Une telle insistance n'est pas fortuite. Dans l'industrie touristique d'aujourd'hui, ce ne sont pas seulement les plages et les hôtels qui sont en compétition, mais aussi les conditions d'investissement, la réglementation et la capacité de l'État à développer les infrastructures et à préserver sa réputation de destination sûre. Lorsqu'un ministre parle de la « force mondiale » du tourisme lors d'un salon international, le message s'adresse autant aux voyageurs qu'aux fonds, banques et investisseurs. Dans l'espace public dominicain, le FITUR a été présenté comme la confirmation que le pays peut rivaliser avec des marchés plus vastes, ce qui explique aussi pourquoi les réactions aux critiques sont sensibles.
Cependant, dans le même temps, la question s'est posée de savoir à quel point les chiffres annoncés sont solidement fondés et quand des résultats concrets peuvent être attendus. Le portail Acento, dans une analyse du FITUR 2026, indique que des annonces ambitieuses d'investissements et de nouvelles capacités ont été communiquées après le salon, et prévient que les chiffres promotionnels créent parfois une impression qui ne signifie pas automatiquement une réalisation rapide sur le terrain. Cette différence entre annonce et exécution est importante car le marché, en particulier les investisseurs et les partenaires internationaux, recherchent des signaux clairs sur la faisabilité et le calendrier des projets. Dans une situation où l'impression d'une communication agressive envers la concurrence apparaît aux côtés de grandes annonces, le risque de réputation croît et la responsabilité de la communication devient plus grande.

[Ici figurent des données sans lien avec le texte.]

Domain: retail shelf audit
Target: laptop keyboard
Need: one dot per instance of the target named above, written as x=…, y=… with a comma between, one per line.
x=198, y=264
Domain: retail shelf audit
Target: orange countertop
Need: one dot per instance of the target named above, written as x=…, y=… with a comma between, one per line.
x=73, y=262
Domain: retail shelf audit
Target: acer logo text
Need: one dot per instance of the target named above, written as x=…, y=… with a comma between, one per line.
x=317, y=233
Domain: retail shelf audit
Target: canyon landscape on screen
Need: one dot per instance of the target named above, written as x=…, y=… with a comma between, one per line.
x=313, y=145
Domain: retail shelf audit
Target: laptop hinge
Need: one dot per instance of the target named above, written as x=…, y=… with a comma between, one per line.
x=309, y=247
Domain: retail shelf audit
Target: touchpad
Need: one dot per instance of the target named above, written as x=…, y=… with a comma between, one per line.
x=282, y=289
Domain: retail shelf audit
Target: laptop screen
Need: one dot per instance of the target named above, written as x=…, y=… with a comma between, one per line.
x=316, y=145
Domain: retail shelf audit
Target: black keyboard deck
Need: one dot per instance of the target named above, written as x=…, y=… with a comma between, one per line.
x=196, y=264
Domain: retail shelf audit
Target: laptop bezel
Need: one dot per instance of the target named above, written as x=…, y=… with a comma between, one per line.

Le Mexique comme pays partenaire : pourquoi la symbolique du statut est importante
Le statut de pays partenaire du FITUR n'est pas seulement une étiquette marketing. Il porte l'attente que le pays bénéficiera d'une visibilité institutionnelle accrue, de créneaux supplémentaires dans le programme et d'un « poids » protocolaire dans la communication du salon. L'IFEMA souligne sur ses pages officielles que le Mexique a eu précisément ce rôle en 2026, ce qui se manifeste en pratique par une présentation ciblée et des activités supplémentaires liées au programme du salon. Dans un tel cadre, l'impression que le « projecteur est détourné » du pays partenaire vers un stand voisin peut être interprétée comme une provocation, même lorsqu'aucune règle n'a été formellement enfreinte.

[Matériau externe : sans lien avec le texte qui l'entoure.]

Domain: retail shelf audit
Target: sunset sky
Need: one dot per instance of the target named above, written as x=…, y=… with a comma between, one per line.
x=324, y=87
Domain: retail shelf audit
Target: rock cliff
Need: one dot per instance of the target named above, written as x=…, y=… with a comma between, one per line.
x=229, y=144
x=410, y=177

Pour le Mexique, il est d'autant plus important que, dans la promotion européenne, il tente depuis des années d'éviter de simplifier la destination à un seul type de vacances. Le Mexique se présente comme une combinaison de tourisme caribéen et pacifique, de grandes villes, d'itinéraires culturels, de gastronomie, de parcs naturels et de voyages d'affaires. C'est pourquoi les messages qui le réduisent à « une riviera » ou le présentent comme une destination à éviter sont particulièrement sensibles. eTurboNews souligne précisément cette diversité dans son compte-rendu et affirme qu'une partie du côté mexicain est frustrée lorsque le Mexique est réduit à une seule côte dans le discours international.

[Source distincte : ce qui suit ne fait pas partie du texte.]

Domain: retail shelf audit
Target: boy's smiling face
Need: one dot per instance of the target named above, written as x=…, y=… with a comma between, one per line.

Ce conflit de récits n'est pas seulement une question de prestige. Sur un marché de plus en plus segmenté en niches, les destinations veulent prouver l'étendue de leur offre : vacances en famille, voyages d'aventure, gastronomie, contenus culturels et city breaks. Dans un tel environnement, un message suggérant qu'un concurrent est « unidimensionnel » ou « indésirable » peut avoir des conséquences plus larges qu'un simple spin médiatique.
Où s'arrête la promotion et où commence la provocation
Sur le marché touristique, la concurrence est normale, mais le ton et la méthode font la différence. La promotion se construit le plus souvent sur la mise en avant de ses propres avantages : accessibilité, sécurité, qualité de l'hébergement, offre d'excursions et d'expériences, ainsi que sur des informations logistiques claires pour les voyageurs. La provocation commence lorsque le concurrent est présenté comme un risque ou un mauvais choix, même sans mention directe, car le public « traduit » facilement le message dans un cadre binaire : une destination est bonne, l'autre est problématique.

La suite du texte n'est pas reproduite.